Dan received an individual merit promotion in 2017 and says that an IM scientist is; “a senior member of staff who is given the freedom to pursue strategically important research for STFC and can be trusted to engage in the international community." This is evident as he is involved with professional engagement with the IET, IMechE and IoP, and has created a professional network for particle accelerator engineering. He is the chair of this network and is currently running his fifth year very successfully.  

Dan has many hobbies, including playing percussion in a samba band. He is also into filmmaking and some of his videos can be found in the website: faircloth.info. Dan has learnt a lot throughout his time in ISIS, but the advice he would give to his younger self is to “buy a fuel efficient reduced car. I used to buy £200 cars, but then 10 years later I realised the amount of money I spent on the fuel… That, or buy bitcoin!"

What's next for Dan? “I want to complete the maintenance free ion source and hopefully we will be looking at alternative ways of making negative ions." He explains; “We are looking at using a bright blue laser to see if it makes more negative ions. I also want to build more collaborations with other technologies similar to ion sources"

60-second sketch

Every member of staff that is profiled is asked to answer simple questions that we think will help you to get to know them better.

  1. Favorite scientist – who would you put on the £50 note? Definitely James Maxwell
  2. If you could only eat one meal for the rest of your life, what would it be? One meal… that's difficult, but I'd have to say hummus and crackers.
  3. Dog or cat? Neither, as I think owning pets is a bit cruel.
  4. Winter or summer? Summer
  5. Sunrise or sunset? Sunset
  6. Coffee or tea? Coffee
  7. Staycation or vacation? Both are good but I think vacation.
  8. If you had a teleportation machine and could go anywhere in the world where would you go?

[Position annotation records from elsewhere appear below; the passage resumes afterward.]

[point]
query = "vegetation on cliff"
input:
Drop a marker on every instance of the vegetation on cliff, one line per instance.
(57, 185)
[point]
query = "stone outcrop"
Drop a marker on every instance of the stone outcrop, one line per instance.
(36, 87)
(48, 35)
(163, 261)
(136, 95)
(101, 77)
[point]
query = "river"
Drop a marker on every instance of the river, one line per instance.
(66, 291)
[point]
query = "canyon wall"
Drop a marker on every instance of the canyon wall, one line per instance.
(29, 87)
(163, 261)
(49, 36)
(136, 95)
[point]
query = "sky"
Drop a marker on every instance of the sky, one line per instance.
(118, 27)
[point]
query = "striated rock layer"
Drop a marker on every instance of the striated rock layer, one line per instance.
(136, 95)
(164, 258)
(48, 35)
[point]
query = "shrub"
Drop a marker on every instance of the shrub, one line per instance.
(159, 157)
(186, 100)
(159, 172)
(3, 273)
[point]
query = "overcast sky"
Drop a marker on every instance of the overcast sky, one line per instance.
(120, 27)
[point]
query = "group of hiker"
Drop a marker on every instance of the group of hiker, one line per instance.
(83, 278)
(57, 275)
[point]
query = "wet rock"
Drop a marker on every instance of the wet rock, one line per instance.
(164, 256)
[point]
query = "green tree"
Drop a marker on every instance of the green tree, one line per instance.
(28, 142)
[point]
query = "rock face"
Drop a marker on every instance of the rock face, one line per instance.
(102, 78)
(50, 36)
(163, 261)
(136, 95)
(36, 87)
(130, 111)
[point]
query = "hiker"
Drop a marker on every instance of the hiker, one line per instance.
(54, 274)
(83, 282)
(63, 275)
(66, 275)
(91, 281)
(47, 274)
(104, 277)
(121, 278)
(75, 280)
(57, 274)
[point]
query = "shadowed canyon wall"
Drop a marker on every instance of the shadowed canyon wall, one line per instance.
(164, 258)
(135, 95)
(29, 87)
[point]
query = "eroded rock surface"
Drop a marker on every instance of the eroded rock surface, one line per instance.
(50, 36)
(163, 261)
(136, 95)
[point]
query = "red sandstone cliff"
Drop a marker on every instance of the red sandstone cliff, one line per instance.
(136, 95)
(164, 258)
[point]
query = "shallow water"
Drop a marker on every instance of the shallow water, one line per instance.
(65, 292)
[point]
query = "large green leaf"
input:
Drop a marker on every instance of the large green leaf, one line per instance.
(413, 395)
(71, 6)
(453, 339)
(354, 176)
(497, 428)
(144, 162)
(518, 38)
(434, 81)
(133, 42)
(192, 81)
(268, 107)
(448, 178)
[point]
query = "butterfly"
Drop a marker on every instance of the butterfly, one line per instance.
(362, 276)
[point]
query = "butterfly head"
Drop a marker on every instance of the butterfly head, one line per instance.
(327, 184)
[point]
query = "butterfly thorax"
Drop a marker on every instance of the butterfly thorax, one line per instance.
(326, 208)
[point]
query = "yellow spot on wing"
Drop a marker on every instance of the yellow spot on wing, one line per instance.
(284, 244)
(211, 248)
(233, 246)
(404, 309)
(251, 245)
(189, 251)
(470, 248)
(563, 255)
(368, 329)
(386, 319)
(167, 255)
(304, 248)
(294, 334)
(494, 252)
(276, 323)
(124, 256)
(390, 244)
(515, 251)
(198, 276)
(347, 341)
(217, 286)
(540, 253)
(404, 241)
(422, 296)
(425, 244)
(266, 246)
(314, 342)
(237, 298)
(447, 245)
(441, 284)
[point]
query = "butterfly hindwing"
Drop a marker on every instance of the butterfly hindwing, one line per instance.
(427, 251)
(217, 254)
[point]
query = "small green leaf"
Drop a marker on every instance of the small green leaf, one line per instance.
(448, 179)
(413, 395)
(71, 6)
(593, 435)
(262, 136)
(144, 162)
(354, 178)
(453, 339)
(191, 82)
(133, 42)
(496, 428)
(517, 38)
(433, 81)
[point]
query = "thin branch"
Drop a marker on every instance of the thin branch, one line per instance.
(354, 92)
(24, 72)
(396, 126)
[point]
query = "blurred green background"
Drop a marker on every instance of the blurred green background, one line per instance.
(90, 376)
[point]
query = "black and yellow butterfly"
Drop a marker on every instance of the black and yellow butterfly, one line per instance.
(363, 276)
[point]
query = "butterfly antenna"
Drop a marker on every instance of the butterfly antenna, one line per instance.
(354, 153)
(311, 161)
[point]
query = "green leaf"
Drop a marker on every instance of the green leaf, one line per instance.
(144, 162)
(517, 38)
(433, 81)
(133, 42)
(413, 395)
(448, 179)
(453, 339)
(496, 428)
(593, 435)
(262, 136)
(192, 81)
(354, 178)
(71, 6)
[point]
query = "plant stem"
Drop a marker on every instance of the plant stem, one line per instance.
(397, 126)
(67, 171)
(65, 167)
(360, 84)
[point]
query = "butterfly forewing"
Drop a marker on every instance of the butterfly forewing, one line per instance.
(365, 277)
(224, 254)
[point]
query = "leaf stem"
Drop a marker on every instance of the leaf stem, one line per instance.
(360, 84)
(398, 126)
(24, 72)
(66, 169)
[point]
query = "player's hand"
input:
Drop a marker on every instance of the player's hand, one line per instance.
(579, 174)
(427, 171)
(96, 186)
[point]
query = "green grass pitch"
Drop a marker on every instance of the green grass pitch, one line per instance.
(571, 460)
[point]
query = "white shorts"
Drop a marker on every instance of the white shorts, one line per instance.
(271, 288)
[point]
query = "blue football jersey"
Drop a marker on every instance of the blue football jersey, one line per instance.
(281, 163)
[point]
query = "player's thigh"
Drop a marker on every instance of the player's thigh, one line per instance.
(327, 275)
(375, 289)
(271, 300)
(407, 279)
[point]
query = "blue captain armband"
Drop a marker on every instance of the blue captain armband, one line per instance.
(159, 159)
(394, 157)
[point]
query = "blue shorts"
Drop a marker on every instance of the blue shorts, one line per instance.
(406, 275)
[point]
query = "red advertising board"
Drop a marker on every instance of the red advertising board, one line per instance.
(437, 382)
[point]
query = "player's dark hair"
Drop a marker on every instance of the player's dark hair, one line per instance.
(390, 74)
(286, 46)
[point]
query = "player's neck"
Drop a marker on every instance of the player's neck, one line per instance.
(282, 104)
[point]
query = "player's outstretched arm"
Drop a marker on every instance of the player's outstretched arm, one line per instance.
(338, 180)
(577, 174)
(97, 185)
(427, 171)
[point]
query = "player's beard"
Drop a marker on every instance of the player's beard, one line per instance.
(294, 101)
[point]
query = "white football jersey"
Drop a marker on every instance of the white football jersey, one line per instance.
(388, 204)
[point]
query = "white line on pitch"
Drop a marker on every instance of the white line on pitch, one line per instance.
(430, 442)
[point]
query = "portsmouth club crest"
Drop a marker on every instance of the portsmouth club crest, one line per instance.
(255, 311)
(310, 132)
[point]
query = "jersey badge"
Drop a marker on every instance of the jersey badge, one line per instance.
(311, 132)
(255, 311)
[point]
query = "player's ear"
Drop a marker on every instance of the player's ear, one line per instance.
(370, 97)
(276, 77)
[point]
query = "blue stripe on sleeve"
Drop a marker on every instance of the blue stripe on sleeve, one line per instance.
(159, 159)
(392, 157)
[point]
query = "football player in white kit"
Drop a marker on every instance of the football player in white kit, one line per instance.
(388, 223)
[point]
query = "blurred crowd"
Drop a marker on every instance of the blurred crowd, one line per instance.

The moon
  9. Can you describe yourself in three words? excitable, curious and tenacious
  10. What is your most prized possession and something you just can't live without? my phone
  11. What type of style of music do you like? I like all interesting music and music that is rhythmically challenging
  12. If you had a time machine when would you go? The “first" second of the universe.
  13. What did you want to be when you were older? I know it sounds weird but I've always wanted to be an electrical engineer.
  14. Who would you want to be stranded on a desert island with? My partner!
  15. Who would you want to play you in a movie of your life? Many people often used to say that I looked like Harry Hill – so I guess I'd have to say him!